Introducing a change of variables

#((X),(Y)) = ((costheta, -Sintheta),(Sintheta, Costheta))((x),(y))#

we get at

#((X),(Y))^T((10 + 3 Cos2theta - 3 sqrt[3] Sin2theta, 3 (sqrt[3] Cos2theta + Sin2theta)),(3 (sqrt[3] Cos2theta + Sin2theta), 10 - 3 Cos2theta + 3 sqrt[3] Sin2theta))((X),(Y))-16=0#

Choosing #theta# such that

# 3 (sqrt[3] Cos2theta + Sin2theta)=0#

we have #theta = pi/3# or #theta = -pi/6#

and the quadratic in this new set of coordinates reads

#16X^2+4Y^2-16=0#

or

#4X^2+16Y^2-16=0#

In both cases the quadratic is characterized as an ellipse.

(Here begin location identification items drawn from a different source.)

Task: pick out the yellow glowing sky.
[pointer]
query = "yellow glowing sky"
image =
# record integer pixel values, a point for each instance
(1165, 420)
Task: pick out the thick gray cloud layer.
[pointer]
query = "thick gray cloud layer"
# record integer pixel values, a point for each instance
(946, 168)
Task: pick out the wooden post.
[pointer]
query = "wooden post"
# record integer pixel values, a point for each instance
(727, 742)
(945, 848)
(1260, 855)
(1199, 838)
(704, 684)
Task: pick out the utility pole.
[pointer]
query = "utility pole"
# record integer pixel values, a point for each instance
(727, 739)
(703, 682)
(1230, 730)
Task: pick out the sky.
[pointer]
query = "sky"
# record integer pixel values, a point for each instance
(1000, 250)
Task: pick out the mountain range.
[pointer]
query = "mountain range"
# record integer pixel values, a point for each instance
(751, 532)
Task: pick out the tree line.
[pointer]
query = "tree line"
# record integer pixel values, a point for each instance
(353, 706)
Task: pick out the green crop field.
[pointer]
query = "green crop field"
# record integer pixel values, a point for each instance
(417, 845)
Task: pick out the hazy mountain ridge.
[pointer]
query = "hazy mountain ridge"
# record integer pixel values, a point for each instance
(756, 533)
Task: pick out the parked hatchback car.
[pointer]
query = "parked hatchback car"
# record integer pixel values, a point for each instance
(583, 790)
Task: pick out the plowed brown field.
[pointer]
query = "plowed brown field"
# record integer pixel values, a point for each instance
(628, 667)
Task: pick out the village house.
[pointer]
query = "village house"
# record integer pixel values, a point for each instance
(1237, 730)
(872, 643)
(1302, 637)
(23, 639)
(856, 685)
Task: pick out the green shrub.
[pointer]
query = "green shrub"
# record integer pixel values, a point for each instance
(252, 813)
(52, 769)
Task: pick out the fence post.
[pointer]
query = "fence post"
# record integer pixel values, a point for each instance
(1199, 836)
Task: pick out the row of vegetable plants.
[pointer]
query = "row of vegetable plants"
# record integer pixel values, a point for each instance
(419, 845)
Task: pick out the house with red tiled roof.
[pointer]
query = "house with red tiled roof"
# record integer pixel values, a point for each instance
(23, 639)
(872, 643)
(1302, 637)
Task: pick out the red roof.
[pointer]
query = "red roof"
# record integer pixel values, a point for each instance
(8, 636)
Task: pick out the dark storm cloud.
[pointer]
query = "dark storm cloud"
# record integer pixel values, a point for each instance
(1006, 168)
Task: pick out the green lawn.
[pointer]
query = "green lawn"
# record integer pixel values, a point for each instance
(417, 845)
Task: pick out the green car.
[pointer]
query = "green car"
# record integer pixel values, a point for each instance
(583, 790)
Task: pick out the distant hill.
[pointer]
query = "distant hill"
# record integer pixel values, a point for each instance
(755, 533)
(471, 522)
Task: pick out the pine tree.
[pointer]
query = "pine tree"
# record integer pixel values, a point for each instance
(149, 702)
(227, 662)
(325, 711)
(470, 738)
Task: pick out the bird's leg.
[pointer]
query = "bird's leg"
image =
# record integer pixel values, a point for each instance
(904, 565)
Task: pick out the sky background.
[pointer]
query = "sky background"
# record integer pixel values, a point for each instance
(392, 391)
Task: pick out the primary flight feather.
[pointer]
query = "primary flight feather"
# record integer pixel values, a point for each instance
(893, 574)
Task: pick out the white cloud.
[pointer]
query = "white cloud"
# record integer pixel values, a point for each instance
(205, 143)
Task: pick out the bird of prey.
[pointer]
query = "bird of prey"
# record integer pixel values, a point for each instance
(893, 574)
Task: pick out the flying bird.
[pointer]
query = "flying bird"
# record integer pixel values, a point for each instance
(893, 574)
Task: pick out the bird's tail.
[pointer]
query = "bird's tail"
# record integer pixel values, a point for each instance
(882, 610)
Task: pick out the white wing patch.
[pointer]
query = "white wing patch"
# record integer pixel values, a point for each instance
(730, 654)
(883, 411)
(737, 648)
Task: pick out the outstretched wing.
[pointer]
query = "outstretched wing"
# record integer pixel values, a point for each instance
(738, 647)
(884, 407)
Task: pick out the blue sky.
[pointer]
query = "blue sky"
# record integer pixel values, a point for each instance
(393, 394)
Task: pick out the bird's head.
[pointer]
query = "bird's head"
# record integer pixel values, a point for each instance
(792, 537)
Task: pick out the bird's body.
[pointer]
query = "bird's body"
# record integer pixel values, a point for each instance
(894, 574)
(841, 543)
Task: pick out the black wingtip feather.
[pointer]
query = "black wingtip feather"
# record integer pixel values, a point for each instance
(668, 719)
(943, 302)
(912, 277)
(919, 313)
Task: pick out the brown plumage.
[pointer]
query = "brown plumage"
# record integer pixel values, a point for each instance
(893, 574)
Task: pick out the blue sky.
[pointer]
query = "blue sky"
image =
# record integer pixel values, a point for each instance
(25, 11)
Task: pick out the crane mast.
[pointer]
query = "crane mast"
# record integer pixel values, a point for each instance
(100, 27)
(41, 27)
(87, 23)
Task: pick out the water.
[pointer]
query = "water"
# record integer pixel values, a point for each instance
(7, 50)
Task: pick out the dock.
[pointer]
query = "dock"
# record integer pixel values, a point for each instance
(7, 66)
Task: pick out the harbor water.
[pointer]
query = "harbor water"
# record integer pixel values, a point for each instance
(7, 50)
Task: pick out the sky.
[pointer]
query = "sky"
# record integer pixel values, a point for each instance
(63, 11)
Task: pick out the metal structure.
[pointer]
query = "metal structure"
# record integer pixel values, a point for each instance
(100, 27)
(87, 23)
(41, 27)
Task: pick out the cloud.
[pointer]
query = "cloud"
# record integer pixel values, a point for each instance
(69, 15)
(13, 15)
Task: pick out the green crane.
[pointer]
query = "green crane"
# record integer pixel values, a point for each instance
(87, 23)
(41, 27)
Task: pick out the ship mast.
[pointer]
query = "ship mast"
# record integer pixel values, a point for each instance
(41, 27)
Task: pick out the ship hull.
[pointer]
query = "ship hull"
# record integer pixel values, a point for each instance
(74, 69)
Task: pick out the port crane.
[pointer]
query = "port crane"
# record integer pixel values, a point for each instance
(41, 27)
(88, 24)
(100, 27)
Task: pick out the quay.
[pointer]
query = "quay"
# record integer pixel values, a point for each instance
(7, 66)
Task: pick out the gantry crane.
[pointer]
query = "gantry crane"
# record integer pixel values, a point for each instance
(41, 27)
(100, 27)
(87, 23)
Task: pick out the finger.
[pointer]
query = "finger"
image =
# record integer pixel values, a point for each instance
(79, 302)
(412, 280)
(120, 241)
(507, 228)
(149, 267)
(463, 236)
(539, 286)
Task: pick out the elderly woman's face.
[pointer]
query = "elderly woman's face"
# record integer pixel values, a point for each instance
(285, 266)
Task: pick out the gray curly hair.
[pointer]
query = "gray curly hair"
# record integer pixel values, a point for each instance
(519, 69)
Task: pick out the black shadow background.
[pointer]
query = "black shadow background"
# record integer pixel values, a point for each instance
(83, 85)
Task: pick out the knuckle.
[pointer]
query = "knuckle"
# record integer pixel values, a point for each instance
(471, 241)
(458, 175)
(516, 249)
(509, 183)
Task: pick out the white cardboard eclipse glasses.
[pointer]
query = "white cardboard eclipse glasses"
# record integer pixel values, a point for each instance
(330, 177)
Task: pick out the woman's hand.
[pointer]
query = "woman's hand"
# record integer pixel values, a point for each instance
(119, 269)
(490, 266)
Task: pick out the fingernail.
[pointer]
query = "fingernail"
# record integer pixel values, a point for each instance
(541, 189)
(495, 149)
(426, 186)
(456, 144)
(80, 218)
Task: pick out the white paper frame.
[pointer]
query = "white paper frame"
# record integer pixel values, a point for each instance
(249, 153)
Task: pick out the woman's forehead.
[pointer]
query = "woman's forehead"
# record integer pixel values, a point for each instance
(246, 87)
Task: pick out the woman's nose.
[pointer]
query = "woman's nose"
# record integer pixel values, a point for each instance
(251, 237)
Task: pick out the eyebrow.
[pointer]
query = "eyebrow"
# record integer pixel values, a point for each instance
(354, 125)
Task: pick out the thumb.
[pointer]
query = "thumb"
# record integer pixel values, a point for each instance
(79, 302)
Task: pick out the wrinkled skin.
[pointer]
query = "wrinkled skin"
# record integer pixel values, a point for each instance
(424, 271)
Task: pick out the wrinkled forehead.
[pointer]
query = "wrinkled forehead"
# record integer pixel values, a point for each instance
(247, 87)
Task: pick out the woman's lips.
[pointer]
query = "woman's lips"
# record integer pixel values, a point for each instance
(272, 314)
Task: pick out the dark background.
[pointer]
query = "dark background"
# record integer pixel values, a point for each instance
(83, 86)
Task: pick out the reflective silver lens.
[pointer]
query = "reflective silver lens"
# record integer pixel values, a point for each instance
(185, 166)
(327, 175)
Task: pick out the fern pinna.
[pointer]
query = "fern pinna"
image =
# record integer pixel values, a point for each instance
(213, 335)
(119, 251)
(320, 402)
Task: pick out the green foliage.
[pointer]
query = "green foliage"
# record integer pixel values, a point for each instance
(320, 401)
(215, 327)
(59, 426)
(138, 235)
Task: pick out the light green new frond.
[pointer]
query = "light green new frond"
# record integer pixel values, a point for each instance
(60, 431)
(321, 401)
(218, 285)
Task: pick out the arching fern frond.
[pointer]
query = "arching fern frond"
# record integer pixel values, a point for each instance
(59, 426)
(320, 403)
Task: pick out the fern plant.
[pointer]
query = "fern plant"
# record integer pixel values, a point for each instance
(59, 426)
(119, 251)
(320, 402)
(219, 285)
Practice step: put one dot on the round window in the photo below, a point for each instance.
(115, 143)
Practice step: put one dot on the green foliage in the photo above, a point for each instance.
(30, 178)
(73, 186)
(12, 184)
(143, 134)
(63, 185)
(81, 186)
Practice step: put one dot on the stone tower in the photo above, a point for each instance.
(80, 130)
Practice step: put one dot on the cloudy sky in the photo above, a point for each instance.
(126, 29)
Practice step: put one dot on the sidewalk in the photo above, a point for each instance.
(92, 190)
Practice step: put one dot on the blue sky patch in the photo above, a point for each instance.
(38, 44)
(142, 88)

Note. The quadratic kind can be determined computing the characteristic polynomial roots. In this case

#M=((13,3sqrt(3)),(3sqrt(3),7))#

has the characteristic polynomial

#lambda^2-"trace"(M)lambda + det(M)=0#

or

#lambda^2-20lambda+64=0# with roots

#lambda = {4, 16}# characteririzing an ellipse.